O SR. JOSÉ GENOÍNO - Sr. Presidente, solicito sejam registrados nos Anais da Câmara esses dois textos sobre os quais considero importante fazermos uma reflexão e que fundamentam este pronunciamento

Diz um deles:

Os grandes meios de comunicação privilegiam seus interesses particulares em detrimento do interesse geral e confundem a sua própria liberdade com a liberdade de empresa, considerada a principal de todas as liberdades.

Portanto, mistura-se liberdade de empresa, de negócio, com a liberdade no sentido do ideal da Revolução Francesa: liberdade, igualdade, fraternidade.
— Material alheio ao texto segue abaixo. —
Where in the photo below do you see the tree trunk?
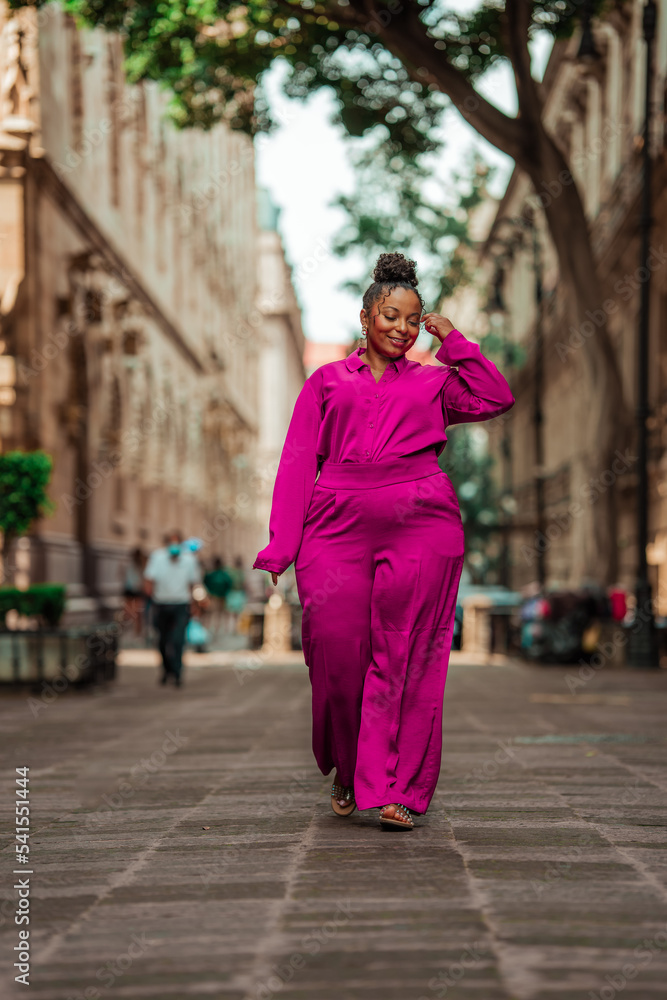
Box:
[382,3,633,584]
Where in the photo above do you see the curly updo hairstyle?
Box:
[363,253,424,316]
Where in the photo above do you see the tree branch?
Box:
[502,0,543,121]
[371,0,528,162]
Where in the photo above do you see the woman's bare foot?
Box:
[380,802,415,830]
[332,771,354,806]
[331,771,357,816]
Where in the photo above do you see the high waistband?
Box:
[316,451,442,490]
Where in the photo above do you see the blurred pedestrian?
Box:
[123,548,146,638]
[144,530,201,687]
[225,556,248,632]
[204,556,234,635]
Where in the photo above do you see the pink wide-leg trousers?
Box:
[295,452,464,813]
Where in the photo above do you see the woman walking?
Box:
[253,253,514,830]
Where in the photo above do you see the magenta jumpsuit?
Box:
[253,330,514,813]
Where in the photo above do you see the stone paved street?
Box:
[0,654,667,1000]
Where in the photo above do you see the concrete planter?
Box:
[0,625,118,686]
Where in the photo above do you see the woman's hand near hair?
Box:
[421,313,456,343]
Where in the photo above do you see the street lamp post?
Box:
[627,0,660,667]
[496,213,547,592]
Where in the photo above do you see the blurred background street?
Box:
[0,653,667,1000]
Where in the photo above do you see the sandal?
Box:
[331,782,357,816]
[380,802,415,830]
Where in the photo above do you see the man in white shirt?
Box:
[144,531,201,687]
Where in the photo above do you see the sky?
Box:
[255,8,551,346]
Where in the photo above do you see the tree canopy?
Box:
[10,0,609,145]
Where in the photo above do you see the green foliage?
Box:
[332,145,493,308]
[0,451,55,539]
[0,583,66,628]
[10,0,604,141]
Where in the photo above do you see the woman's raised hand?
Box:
[421,313,456,343]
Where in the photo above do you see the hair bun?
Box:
[373,253,419,288]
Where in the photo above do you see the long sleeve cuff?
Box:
[435,330,515,424]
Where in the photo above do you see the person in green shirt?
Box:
[204,556,234,635]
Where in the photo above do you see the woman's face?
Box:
[361,288,422,360]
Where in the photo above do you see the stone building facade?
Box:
[251,188,306,576]
[443,0,667,615]
[0,3,262,607]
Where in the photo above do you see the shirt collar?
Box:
[345,345,408,372]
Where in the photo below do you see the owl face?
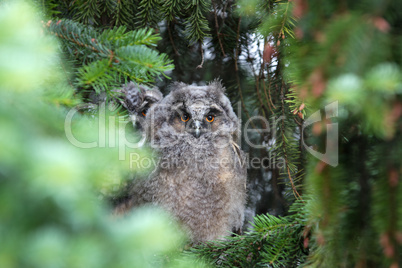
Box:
[169,100,225,139]
[147,82,239,150]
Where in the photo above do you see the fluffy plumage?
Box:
[120,82,163,130]
[116,82,246,243]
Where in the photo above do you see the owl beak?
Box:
[192,120,201,139]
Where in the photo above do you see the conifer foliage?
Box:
[0,0,402,268]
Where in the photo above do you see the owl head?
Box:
[147,81,239,150]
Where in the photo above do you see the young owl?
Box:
[118,81,246,243]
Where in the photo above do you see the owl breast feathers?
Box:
[118,82,246,243]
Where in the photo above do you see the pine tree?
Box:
[7,0,402,268]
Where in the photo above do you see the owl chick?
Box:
[119,82,163,131]
[120,81,246,243]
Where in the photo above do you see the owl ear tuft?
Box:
[209,78,226,93]
[144,87,163,103]
[168,81,188,92]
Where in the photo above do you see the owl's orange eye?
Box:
[205,115,215,123]
[181,114,190,122]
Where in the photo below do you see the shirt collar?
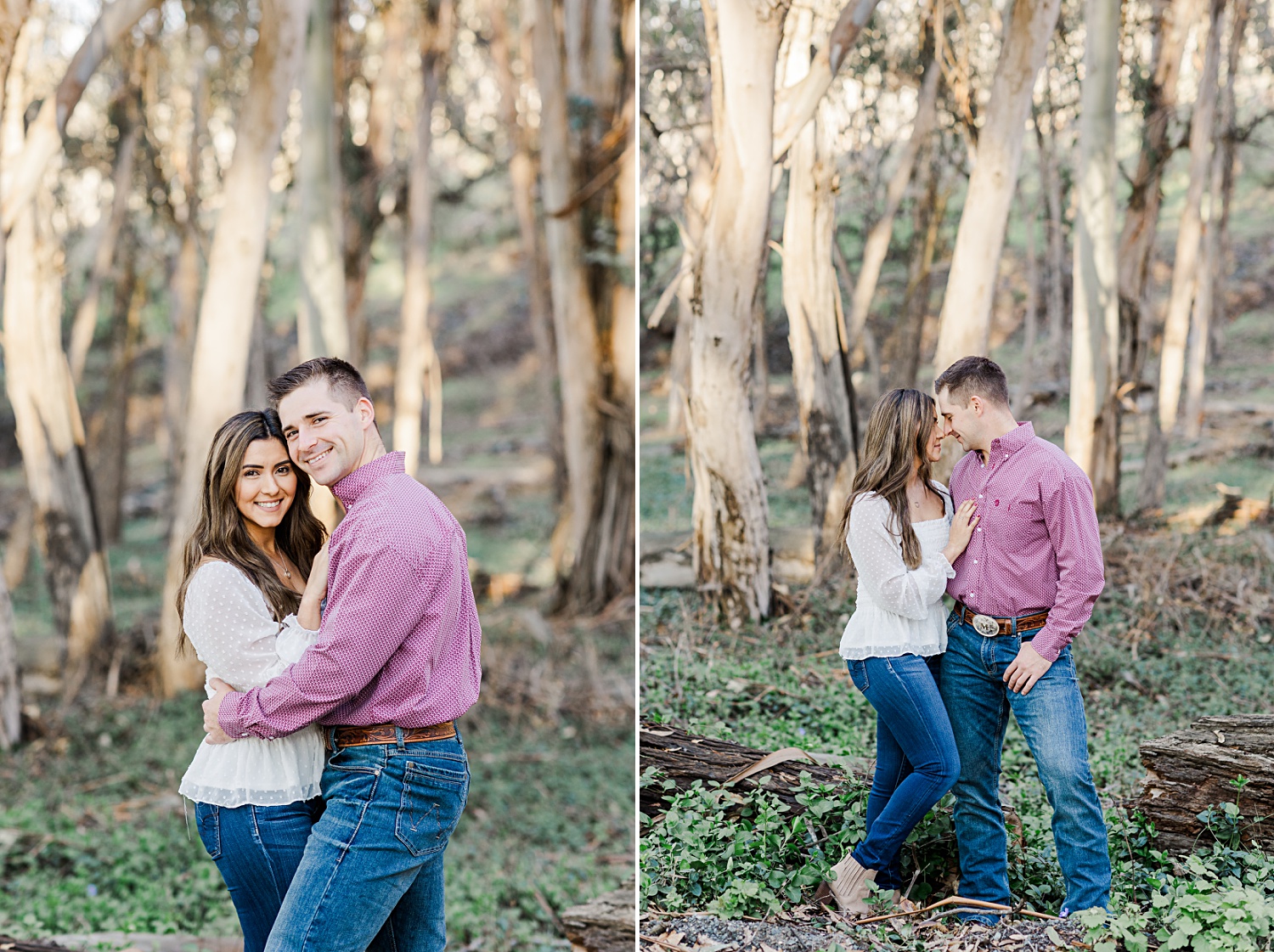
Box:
[986,423,1034,460]
[331,451,407,509]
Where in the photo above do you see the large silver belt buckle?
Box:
[973,614,1001,639]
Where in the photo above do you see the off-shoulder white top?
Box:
[841,482,956,660]
[178,560,324,807]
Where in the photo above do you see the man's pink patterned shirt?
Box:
[947,423,1106,662]
[218,453,482,738]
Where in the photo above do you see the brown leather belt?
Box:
[956,601,1049,639]
[323,720,456,751]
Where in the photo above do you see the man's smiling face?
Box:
[279,379,376,486]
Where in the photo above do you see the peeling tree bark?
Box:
[1136,0,1226,510]
[934,0,1060,374]
[1067,0,1120,479]
[394,0,454,476]
[155,0,308,697]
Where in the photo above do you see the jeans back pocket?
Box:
[394,761,469,856]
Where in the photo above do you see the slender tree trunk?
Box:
[489,0,566,506]
[782,9,851,560]
[157,0,308,696]
[0,566,22,751]
[1138,0,1226,510]
[1067,0,1120,478]
[532,0,603,596]
[69,107,142,385]
[1187,0,1248,440]
[93,236,145,544]
[1093,0,1199,515]
[934,0,1060,372]
[687,0,785,618]
[848,59,942,341]
[394,0,453,474]
[297,0,351,361]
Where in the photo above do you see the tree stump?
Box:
[640,721,871,815]
[1133,713,1274,853]
[561,879,637,952]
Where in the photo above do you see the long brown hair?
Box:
[841,389,938,568]
[178,410,325,654]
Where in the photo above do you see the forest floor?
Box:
[0,202,634,950]
[639,311,1274,952]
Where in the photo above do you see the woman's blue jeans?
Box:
[848,655,960,889]
[195,797,323,952]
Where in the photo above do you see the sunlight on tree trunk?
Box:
[1138,0,1226,510]
[782,9,856,560]
[934,0,1060,374]
[297,0,351,361]
[1067,0,1120,479]
[155,0,308,697]
[394,0,453,476]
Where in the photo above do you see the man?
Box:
[934,357,1111,924]
[204,357,482,952]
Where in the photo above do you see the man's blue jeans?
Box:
[195,797,323,952]
[942,613,1111,912]
[267,735,469,952]
[848,655,960,889]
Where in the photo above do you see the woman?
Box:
[827,390,978,915]
[178,410,328,952]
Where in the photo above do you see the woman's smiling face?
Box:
[234,440,297,529]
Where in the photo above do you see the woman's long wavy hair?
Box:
[841,390,937,568]
[178,410,325,654]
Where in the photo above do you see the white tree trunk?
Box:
[1067,0,1120,478]
[394,0,451,474]
[1138,0,1226,509]
[297,0,351,361]
[157,0,310,697]
[782,8,851,557]
[532,0,603,589]
[687,0,785,618]
[934,0,1060,374]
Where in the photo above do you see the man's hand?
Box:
[204,678,234,744]
[1004,641,1052,710]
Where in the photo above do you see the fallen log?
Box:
[639,721,871,815]
[562,879,637,952]
[1131,713,1274,853]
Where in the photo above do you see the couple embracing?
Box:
[178,357,482,952]
[826,357,1111,924]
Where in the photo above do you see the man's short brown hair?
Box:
[265,357,372,410]
[934,357,1009,407]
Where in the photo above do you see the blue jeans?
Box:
[942,613,1111,914]
[267,735,469,952]
[195,797,323,952]
[848,655,960,889]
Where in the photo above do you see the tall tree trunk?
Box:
[3,20,111,701]
[934,0,1060,374]
[1067,0,1120,479]
[68,102,142,386]
[0,566,22,751]
[1187,0,1249,440]
[782,9,856,560]
[92,234,145,544]
[687,0,785,618]
[157,0,308,697]
[394,0,453,474]
[1093,0,1200,515]
[532,0,603,599]
[489,0,566,506]
[297,0,351,361]
[848,59,942,341]
[1138,0,1226,510]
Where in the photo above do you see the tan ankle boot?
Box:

Liberdade no sentido da autonomia individual e coletiva para o projeto de transformação.

Essa é a reflexão teórico-filosófica de um grande professor, de um grande intelectual. Fiz questão de trazer esse artigo - O príncipe eletrônico - para debate na Câmara dos Deputados, porque ele muito me mobilizou. Aprendo muito com as reflexões do professor Octavio Ianni.